Доктор мне это советовал и ей, видно, то же самое сказал, и она, бедолага, этот же рецепт мне сует. Беспокоится, старая, нельзя ее не уважить.

— Ладно! — говорю. — Давай хорошее вспоминать! С чего начнем?

— А с детства…

— Что же мне про детство вспомнить? Про вшей, что меня ели? Про то, как я три года прислуживал в корчме у Найдю Николова, два года батрачил в Кру-мово, один год в Козлуке и еще два года у Георгия Славова в Козаново? Кормил он нас одним хлебом и луком, и потому мы, трое батраков, устроили забастовку. Лозунг выдвинули: «Первое: заменить лук салом, и второе: не работать в воскресенье!» В самую жатву на неделю побросали серпы, и волей-неволей пришлось ему согласиться. Только и было хорошего за все те годы! А потом он подкупил одного из своих батраков, Дмитрием его звали, чтоб меня мотыгой по голове стукнул, когда мы на винограднике работать будем, но тот для храбрости хлебнул лишнего и попал мне не по голове, а по плечу. Только поэтому я и жив остался. Чтобы потом за мной козановский поп Георгий верхом на коне и с кинжалом в руке гонялся, потому, дескать, что-из-за-таких «сицилистов» и безбожников, как я, все градом побило и засухой пожгло.

— Нашел о чем вспоминать, — говорит мне жена. — Давай лучше поговорим про то, как люди дальше жить будут!

— Про что, например?

— Да про что хочешь.

— Поговорим тогда про машины! Что с людьми будет, когда машины начнут всю работу за них делать? Человек в труде развился и человеком стал, а машина, которую он выдумал, его не только в физическом, но и в умственном труде заменит… Если не всех людей, то большинство… А что люди без работы делать будут? Как будут развиваться? Стане* ли тогда человек лучше?

На этом вопросе пока что мы со старухой и остановились. Я долго разговаривать не могу, так мы передохнем и опять продолжаем. Она, хитрюга, характер мой знает и оттого всегда выступает в оппозиции. И поскольку я привожу иной раз слова Луначарского или Ленина, то и она, чтобы быть в форме, начала справки наводить, в библиотеку ходить, «Ра-ботническо дело», «Науку и технику» читать. Очки вторые нацепит и вооружается против меня цитатами, чтобы спор на уровне вести. Лишь бы только я отвлекся от болезни и наших семейных передряг, чтоб еще хоть месяц протянул, а там, глядишь, и год-другой…

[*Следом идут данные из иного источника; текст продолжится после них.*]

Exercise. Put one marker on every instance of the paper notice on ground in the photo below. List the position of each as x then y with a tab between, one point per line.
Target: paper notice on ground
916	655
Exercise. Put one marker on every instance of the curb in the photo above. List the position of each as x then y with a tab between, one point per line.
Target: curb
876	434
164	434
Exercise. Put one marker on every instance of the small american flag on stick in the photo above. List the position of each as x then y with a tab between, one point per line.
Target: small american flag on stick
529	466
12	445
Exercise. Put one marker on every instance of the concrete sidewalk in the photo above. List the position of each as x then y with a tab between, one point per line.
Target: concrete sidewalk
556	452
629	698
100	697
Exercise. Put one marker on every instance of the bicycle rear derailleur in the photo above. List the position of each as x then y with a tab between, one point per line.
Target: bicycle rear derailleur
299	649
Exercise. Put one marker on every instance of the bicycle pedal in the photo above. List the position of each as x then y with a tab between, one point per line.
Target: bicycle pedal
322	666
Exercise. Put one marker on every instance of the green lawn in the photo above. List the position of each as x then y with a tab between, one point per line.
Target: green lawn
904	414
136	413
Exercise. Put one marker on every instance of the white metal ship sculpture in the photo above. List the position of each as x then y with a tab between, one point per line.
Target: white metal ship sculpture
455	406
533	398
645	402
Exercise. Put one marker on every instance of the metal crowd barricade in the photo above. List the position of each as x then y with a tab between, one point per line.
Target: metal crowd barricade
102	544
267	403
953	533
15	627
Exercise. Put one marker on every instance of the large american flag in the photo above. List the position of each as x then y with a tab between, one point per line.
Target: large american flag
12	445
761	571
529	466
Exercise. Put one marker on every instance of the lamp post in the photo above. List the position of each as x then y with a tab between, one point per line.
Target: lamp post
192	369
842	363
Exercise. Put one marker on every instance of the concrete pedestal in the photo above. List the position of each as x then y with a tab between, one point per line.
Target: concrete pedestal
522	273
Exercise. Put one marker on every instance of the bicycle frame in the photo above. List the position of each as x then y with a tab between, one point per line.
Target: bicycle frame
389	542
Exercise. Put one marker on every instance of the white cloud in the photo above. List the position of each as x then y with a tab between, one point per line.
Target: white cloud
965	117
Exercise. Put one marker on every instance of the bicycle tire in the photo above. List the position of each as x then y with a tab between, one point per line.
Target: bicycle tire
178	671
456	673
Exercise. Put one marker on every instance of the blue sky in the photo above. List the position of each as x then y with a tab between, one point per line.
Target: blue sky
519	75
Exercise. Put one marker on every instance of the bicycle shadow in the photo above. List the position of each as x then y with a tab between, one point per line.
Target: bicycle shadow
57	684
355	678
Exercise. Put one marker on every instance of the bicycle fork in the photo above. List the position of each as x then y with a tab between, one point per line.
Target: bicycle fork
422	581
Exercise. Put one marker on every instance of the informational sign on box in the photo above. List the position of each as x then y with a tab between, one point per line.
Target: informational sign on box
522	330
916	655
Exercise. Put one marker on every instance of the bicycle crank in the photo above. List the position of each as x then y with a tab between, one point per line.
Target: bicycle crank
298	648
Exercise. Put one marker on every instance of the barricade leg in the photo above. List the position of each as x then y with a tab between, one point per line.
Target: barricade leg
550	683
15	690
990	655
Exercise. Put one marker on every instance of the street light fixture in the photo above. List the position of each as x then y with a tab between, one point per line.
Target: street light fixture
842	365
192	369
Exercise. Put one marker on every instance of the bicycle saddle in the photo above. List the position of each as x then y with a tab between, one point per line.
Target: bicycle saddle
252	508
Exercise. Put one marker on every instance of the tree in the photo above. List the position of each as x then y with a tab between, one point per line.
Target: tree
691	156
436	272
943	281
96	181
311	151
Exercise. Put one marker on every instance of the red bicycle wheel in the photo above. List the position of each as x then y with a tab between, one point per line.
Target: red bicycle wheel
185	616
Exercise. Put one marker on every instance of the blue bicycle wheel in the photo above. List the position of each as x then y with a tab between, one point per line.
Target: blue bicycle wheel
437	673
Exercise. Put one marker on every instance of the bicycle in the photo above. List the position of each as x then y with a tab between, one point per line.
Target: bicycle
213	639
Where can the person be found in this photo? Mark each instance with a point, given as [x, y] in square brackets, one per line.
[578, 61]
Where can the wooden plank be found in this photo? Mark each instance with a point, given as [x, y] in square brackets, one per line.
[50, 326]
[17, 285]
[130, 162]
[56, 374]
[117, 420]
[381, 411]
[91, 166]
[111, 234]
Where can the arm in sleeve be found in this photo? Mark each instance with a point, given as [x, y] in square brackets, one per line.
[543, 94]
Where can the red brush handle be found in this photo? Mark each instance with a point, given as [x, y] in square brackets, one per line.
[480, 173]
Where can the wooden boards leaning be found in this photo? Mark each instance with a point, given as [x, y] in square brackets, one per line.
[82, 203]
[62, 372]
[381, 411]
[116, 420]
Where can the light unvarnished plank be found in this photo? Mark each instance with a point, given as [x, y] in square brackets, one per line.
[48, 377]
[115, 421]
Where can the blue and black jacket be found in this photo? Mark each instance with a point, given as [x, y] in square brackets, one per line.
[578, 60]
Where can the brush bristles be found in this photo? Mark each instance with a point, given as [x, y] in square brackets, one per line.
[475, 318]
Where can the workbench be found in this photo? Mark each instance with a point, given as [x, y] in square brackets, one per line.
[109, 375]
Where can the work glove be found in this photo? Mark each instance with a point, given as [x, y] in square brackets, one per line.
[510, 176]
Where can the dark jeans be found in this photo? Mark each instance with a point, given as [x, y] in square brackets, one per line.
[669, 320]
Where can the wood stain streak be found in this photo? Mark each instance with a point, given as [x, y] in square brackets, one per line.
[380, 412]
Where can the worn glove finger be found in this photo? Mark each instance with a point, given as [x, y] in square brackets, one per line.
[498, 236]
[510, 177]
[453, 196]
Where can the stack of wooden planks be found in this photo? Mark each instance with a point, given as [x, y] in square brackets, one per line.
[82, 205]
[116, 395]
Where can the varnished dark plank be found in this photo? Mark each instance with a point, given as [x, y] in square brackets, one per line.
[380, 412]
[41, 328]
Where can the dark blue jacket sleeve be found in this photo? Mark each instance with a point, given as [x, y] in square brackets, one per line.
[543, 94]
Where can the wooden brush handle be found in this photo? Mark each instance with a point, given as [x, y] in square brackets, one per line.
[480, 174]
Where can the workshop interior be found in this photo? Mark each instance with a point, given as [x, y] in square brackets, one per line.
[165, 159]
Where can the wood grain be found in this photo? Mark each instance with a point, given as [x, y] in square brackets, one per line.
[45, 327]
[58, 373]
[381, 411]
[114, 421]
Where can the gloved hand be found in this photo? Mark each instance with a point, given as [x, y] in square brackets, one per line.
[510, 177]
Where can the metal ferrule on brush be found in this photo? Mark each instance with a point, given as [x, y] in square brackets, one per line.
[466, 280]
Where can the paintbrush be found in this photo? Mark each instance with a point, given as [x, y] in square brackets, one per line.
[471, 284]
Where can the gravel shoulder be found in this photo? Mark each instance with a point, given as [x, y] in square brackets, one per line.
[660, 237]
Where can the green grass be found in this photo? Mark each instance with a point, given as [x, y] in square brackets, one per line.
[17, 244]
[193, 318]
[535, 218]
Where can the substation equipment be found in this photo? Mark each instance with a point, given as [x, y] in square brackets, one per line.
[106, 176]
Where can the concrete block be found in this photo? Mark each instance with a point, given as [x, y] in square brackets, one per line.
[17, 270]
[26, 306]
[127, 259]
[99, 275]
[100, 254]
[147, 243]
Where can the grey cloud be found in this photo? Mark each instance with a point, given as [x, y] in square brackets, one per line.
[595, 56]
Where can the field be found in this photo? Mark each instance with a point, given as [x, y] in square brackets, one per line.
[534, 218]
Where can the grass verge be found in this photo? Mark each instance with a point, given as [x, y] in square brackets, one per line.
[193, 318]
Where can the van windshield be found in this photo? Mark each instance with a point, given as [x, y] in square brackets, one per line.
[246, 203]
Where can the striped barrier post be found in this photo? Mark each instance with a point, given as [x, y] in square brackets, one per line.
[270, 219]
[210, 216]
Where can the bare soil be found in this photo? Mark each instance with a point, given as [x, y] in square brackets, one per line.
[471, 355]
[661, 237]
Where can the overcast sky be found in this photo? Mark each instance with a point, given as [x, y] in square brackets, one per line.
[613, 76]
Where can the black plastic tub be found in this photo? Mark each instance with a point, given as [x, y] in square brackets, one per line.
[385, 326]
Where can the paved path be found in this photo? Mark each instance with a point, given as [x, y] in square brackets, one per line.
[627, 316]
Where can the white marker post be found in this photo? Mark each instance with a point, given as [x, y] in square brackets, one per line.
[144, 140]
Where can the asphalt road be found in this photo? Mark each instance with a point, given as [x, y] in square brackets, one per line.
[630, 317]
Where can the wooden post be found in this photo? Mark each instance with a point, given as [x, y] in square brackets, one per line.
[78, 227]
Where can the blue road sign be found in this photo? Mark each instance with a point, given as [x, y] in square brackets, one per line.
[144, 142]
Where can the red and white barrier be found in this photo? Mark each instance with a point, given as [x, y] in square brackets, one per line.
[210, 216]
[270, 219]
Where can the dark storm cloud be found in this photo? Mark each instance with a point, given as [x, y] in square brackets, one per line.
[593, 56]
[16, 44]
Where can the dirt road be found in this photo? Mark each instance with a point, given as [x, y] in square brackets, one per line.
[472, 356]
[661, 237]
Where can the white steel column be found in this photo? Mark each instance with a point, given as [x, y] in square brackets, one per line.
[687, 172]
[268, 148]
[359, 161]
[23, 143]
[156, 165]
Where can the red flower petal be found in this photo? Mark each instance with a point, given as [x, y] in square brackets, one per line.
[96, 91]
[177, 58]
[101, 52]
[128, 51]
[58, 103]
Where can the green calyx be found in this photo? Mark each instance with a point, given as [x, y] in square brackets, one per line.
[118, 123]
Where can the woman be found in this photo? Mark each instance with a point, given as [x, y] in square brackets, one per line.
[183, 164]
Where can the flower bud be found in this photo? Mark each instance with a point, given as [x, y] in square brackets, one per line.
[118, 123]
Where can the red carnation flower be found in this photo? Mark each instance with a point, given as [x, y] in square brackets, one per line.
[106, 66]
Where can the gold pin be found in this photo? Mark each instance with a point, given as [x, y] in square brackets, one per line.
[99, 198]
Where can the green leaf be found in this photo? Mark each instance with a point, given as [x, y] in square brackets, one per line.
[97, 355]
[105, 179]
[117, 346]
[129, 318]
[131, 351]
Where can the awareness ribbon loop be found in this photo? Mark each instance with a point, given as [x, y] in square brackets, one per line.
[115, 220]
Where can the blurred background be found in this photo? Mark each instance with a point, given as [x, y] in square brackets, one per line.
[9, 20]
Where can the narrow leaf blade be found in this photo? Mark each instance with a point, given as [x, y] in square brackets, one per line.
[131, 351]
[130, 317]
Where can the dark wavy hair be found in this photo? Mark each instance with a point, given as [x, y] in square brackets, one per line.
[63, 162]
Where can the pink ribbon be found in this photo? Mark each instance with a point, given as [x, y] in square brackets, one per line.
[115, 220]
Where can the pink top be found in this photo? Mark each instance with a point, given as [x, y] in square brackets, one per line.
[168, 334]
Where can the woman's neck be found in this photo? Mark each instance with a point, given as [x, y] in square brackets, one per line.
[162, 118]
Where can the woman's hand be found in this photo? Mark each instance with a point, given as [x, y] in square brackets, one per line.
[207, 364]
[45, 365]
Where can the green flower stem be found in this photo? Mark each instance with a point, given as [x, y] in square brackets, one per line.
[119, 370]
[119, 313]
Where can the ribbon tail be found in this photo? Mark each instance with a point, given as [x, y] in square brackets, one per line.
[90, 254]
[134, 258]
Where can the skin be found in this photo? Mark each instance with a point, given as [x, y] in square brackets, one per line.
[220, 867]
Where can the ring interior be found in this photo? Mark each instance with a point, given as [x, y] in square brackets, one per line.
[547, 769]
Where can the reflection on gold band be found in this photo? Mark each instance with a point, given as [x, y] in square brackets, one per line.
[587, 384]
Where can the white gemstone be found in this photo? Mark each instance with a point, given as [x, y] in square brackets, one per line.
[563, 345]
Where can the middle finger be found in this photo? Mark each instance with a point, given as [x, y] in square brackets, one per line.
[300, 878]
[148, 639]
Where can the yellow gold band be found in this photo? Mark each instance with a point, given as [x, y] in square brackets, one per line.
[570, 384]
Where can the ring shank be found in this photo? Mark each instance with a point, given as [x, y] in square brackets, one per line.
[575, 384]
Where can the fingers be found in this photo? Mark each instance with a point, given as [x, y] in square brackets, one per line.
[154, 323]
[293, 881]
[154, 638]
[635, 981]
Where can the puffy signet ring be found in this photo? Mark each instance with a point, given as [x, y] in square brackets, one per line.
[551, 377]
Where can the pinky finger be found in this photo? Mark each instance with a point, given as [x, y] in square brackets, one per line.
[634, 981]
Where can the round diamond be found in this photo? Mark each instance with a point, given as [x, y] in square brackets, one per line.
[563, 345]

Славная у меня старуха! Если и стоит ради кого-нибудь или чего-нибудь жить, то ради того, чтобы полюбоваться на ее красоту. Жалко, что она уже стара стала, а то лучшего примера человечного человека не найти.

От ее забот и кислого молока, которое делает наш сосед, давление у меня вроде спало. Спозно паровоз не под самое окно подкатил, а стоит где-то за холмом и ждет, когда мы кончим с моей старухой спор, как будет развиваться человек, если от природы оторвется.